As a Christian, I belief in life after death, based on the experience of the Resurrection of Christ. The Church has also taught that the body is not a disposable cocoon, but an vital part of our resurrected bodies. While I am open to considering facts that seem to contradict Church teaching, EKB presents no real evidence that would make me abandon the Church’s longstanding opinion.
EKB gives us no evidence that any of this is real, except for her opinion and the testimony of her own mystical experience. Kubler Ross does give her audience what it wants to hear – that we are all capable of mystical experiences, that we possess all knowledge, that we are all capable of healing ourselves, that children are born pure and are contaminated by life. These are pleasant thoughts, if right. But though EKB seems to be a wonderfully compassionate person, she presents no evidence that her conclusions arise from her experience comforting the dying.
EKB seems to be sincere, but this book hardly proves the being of life after death. Neither does it provide a basis for believing EKB’s assertions, no matter how many fascinating mystical experiences she claims. There is small authoritative in this book additional than the leader’s reputation.

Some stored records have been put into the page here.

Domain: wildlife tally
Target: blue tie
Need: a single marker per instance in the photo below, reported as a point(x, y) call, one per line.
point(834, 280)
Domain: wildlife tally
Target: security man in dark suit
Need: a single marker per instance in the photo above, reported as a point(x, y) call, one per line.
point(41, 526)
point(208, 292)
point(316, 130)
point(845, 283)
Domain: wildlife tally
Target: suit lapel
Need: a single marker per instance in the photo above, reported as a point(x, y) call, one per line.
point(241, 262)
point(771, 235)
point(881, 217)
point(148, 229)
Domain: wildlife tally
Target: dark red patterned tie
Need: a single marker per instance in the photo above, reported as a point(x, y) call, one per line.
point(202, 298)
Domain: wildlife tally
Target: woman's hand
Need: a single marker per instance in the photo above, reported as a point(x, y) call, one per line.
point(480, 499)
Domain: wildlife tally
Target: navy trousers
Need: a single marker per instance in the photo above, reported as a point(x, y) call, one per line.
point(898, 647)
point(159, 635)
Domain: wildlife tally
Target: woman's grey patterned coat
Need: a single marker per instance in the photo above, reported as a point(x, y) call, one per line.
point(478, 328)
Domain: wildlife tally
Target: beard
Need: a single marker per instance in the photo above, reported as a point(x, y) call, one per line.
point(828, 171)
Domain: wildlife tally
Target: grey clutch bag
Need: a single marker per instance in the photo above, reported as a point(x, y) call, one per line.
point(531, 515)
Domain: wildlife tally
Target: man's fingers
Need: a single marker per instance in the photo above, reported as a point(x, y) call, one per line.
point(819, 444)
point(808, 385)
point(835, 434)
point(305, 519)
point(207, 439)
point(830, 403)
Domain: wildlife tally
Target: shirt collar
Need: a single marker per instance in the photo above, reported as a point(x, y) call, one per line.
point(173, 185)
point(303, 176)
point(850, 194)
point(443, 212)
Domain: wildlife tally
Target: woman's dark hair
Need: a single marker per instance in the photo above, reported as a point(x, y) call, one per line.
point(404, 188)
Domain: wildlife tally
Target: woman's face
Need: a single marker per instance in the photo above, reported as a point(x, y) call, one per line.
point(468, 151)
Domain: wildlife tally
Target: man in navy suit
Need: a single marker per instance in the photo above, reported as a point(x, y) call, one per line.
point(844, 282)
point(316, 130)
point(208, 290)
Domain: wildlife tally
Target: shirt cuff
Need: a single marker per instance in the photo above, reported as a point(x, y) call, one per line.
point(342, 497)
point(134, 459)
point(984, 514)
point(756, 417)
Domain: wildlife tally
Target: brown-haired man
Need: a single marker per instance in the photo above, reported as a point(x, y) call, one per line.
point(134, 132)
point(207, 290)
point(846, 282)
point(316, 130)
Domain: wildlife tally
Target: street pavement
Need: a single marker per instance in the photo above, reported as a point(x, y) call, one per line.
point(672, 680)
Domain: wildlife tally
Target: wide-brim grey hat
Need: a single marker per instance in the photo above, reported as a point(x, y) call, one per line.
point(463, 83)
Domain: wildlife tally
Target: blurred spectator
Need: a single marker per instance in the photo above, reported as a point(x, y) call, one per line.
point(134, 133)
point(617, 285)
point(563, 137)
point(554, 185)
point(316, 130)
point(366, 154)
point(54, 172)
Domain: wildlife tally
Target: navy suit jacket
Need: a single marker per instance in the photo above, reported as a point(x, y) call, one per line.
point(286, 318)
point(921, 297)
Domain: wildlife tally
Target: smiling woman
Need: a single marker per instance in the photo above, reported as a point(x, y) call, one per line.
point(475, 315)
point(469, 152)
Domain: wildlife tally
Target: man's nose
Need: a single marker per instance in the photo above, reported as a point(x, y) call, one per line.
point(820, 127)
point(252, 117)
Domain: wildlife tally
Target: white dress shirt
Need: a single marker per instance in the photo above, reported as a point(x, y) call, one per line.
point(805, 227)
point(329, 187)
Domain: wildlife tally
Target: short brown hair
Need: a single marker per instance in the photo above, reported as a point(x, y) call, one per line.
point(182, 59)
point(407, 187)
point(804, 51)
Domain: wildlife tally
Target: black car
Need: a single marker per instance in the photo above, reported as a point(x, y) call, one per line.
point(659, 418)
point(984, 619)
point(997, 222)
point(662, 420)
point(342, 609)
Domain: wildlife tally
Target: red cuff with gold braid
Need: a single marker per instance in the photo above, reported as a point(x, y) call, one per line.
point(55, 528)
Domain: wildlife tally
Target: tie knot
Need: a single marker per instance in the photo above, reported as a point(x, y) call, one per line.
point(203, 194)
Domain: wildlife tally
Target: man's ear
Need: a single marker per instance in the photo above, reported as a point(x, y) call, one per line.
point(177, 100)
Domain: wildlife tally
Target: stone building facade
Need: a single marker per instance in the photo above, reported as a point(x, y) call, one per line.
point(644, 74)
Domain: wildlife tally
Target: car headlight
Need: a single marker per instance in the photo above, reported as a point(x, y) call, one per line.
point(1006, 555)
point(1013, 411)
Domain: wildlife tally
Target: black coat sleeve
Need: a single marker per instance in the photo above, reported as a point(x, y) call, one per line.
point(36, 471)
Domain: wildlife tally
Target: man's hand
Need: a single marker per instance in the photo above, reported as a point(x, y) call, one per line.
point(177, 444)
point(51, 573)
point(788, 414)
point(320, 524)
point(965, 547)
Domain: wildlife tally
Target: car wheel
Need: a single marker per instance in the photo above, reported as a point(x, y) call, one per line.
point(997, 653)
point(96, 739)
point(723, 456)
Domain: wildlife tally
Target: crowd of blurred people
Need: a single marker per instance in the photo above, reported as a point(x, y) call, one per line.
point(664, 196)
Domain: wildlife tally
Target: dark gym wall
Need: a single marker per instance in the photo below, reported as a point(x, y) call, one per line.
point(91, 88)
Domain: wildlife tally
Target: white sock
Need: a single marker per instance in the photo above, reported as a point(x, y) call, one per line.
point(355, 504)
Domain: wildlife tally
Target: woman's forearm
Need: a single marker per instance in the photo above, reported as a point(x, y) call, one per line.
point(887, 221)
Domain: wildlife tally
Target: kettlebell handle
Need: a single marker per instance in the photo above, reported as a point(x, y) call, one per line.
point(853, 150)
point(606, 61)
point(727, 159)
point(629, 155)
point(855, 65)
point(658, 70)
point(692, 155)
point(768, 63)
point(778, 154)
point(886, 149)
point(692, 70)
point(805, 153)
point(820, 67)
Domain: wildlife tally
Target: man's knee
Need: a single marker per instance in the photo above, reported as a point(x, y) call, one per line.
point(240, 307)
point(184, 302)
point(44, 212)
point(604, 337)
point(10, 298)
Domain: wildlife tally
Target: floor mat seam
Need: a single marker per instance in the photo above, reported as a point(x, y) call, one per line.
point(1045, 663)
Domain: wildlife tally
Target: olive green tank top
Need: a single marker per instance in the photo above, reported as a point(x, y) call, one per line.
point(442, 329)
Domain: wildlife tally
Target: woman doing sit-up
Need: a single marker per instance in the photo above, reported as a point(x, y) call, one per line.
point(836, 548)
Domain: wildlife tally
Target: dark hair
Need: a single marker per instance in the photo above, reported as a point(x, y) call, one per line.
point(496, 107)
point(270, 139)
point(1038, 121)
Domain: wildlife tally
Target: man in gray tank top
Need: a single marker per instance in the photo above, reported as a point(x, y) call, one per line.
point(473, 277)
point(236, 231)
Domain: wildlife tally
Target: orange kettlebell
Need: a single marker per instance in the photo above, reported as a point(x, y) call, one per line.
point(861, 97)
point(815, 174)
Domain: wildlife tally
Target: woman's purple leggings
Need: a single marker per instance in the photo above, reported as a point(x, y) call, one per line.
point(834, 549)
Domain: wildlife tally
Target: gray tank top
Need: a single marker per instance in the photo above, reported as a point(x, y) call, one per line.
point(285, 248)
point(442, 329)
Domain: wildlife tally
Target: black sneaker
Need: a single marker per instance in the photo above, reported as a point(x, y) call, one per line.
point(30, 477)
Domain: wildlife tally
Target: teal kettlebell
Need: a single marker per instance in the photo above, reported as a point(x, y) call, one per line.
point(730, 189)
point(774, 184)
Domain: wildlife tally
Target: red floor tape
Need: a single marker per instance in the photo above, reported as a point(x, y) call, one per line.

That said, persons who already judge EKB’s New Age dogmas will find this an inspiration and a bulwark to their faith.
Reader’s Rating: 2 / 5
In this extremely brief book consisting of four separate essays, Kubler-Ross talks about her meeting with a deceased person (this nearly made me place the book down thinking that she was nuts! ), the process of grieving over parents, personal growth and her own mystical experience and near death experience. The book is appealing, but suffers from an extreme bias. It is not dispassionate at all and she seems to wish to push her opinions on others. She claims to have collected over 20,000 NDE reports, but all of her evidence is anecdotal and cannot be backed up. Still, she insists that “there is no death” and uses this as part of her life’s philosophy. She may have greater justification than additional people for this, but I can’t help but thinking that her opinion are a bit weak. The most appealing part of the book was her account of some very odd experiences which she herself had. A nice addition to the literature of near death studies, but I was not much impressed.
Reader’s Rating: 2 / 5
Elisabeth Kubler-Ross is world renowned for all her books. Provides so much information on this theme.